On December 8th HMRC published the revised tax manual to reflect the changes made by the Finance Act 2015 and arising from consultation on the manual itself. The very next day, before most people had had the chance to turn over page one of the revised manual, the latest draft of the 2016 Finance Bill was issued.
Interestingly the draft Bill reiterates the Government’s aim to simplify tax legislation including a clause to make the Office of Tax Simplification permanent.
The draft clauses of the 2016 Bill are open to public consultation until 3 February. It is fair to say that pensions are not at the forefront of this Bill but there are a few points that we should all be aware of.

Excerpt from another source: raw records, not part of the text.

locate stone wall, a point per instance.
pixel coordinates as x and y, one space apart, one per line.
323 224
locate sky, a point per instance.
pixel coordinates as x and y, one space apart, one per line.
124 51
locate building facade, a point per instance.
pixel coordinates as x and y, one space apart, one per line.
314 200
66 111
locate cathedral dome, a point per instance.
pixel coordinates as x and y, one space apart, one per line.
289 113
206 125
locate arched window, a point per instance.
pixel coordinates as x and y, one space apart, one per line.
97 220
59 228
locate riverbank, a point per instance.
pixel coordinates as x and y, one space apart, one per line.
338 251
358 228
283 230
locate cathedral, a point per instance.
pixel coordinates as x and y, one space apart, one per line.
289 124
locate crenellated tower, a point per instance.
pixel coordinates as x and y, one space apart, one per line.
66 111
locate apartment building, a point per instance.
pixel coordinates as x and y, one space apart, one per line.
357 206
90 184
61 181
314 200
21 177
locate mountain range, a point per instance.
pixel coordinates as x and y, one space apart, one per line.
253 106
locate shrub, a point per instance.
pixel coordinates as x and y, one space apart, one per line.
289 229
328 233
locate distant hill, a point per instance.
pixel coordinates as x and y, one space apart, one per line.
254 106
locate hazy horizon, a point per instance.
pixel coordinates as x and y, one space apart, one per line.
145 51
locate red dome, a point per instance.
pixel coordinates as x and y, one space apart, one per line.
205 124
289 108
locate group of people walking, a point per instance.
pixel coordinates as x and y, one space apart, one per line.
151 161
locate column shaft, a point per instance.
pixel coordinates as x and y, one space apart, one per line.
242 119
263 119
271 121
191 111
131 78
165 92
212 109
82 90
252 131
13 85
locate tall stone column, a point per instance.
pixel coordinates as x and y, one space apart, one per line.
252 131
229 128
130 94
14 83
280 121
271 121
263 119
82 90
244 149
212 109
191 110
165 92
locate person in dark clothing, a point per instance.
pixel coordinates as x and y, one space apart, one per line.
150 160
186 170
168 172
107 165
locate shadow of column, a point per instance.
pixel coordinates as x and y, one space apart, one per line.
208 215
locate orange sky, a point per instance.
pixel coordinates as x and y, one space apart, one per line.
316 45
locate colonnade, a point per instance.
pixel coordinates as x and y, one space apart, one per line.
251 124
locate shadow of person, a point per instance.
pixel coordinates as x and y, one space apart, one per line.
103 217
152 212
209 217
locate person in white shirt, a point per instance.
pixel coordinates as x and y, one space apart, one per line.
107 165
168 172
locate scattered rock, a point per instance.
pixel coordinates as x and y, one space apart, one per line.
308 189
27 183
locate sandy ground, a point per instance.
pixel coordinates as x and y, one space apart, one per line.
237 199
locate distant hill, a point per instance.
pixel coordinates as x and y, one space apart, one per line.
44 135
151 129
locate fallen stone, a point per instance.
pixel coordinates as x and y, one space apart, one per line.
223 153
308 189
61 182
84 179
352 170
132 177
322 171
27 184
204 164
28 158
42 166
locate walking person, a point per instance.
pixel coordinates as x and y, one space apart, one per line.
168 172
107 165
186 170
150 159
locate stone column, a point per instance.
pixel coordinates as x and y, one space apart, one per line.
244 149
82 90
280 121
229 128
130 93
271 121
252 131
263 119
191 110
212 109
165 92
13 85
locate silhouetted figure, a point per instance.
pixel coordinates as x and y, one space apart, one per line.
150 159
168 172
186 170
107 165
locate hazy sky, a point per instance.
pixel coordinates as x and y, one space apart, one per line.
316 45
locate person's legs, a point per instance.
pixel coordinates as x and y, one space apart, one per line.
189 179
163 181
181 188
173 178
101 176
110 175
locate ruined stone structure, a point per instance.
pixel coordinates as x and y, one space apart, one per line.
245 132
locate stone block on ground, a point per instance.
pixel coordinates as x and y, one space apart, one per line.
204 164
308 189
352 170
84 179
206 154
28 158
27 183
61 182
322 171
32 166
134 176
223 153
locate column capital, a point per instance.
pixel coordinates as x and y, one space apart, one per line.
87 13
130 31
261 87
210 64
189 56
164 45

As we know the Life Time Allowance is being slashed again to £1 million from 6 April 2016. The draft Bill codifies this reduction and details the (latest lot of) transitional protection available. When the Life Time Allowance was first announced in the 2004 Budget the Government estimated that about 5,000 people would be affected at A-day (6 April 2006) and that 1,000 people would be affected each year. This as challenged by many commentators and the National Audit Office was commissioned to carry out an investigation which concluded that around 10,000 people would be affected at A-day, though in fairness it did note that “Great uncertainty” attached to the estimate. So in the context of the UK working population, hardly anybody.
The continual erosion of the allowance in recent years now means that there is a real possibility that long service members of defined benefit schemes on relatively modest income could be hit. Those lucky enough to still have a defined benefit scheme open to accrual need to be increasingly vigilant and trustees should be ensuring that their membership are aware.
The Bill also covers the simplification of the technical test applied to check whether an excessive amount has been set aside to provide a dependant’s scheme pension and removes any charge to inheritance tax (backdated to 2011) on funds designated for drawdown but not drawn before death.
As announced in the Autumn statement, the Bill now removes the legislation that currently permits bridging pensions [an additional pension paid prior to State Pension Age normally linked to the Basic State Pension]. Consultation from HMRC is imminent on new legislation to clarify how bridging pensions will work post April 2016 and the introduction of the Single Tier State Pension.
Potentially more interesting are the pensions points that do not appear in the draft Bill but are expected in the near future and on which the supporting papers issued with the draft Bill shed some light:
- The outcome of the consultation on the future of the tax relief for pensions will be published as part of this year’s Budget on 16 March.
- The legislation to introduce a secondary annuity market will be included in the 2017 Finance Bill.
Trustees should be aware of legislative and regulatory developments and how they impact on their scheme(s). If trustees are concerned or unsure about whether or how their scheme is affected they should take appropriate advice as early as possible. Make sure you are driving the agenda.